アントレプレナーシップ教育とは? 導入のポイントと実践例をご紹介

「アントレプレナーシップ教育って、具体的に何をすればいいの?」
「取り入れると、子どもたちにどんな力が育つの?」
「アントレプレナーシップ教育導入の際には、どんなことに注意すべき?」

最近耳にすることも増えた「アントレプレナーシップ教育」ですが、上記のようにお悩みの先生方も多いのではないでしょうか。

アントレプレナーシップ教育とは、起業家精神(アントレプレナーシップ)を身につけ、起業家(アントレプレナー)として必要な資質・能力を育てるための教育です。

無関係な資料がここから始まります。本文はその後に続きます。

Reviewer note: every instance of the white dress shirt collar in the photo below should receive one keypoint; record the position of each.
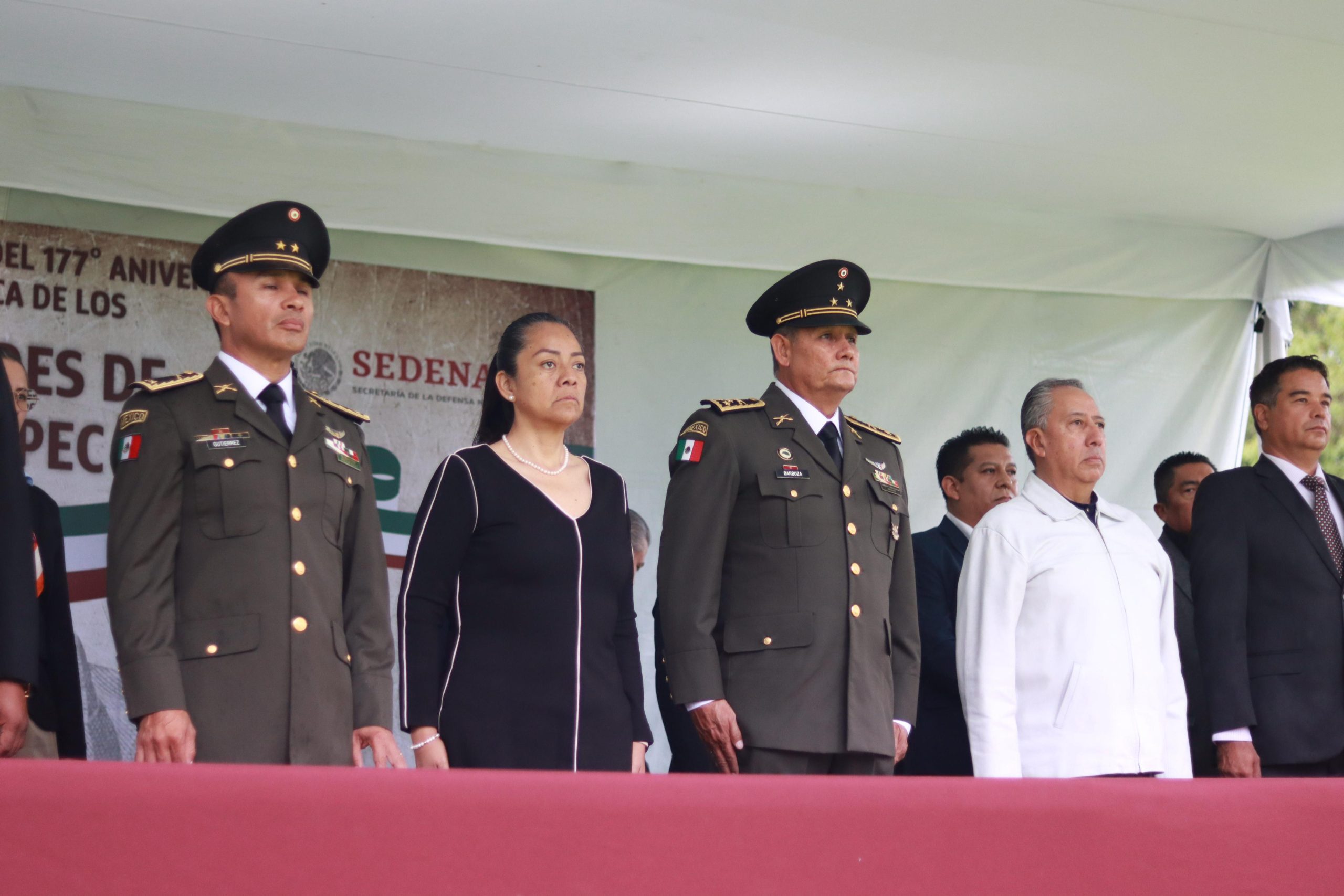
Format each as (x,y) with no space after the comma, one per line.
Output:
(1294,472)
(253,383)
(815,418)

起業に関する知識を学ぶ「ビジネス教育」とは異なります。

目まぐるしく変化していく現代社会において、アントレプレナーシップは、立場を問わず重要性が高まっているスキルです。文部科学省は「起業家的資質・能力」を「これからの時代を生きていくために誰もが必要な力」と位置づけました。2022年に策定された「スタートアップ育成5か年計画」には、小中学生を対象とした起業家教育の支援強化が盛り込まれています。

この記事では、アントレプレナーシップ教育で育成できる能力や、導入のポイント、よくある課題と解決策まで詳しく解説します。目標となるスキルを意識しながら、子どもたちが自然に取り組める授業を考えてみましょう!

アントレプレナーシップ教育の基礎知識

アントレプレナーシップ教育は、思考力や判断力、チャレンジ精神など「起業家に求められる精神、資質や能力」の育成を目的としています。小中学校の場合、体験学習を通じて自己肯定感や主体性を身につけるアプローチが一般的です。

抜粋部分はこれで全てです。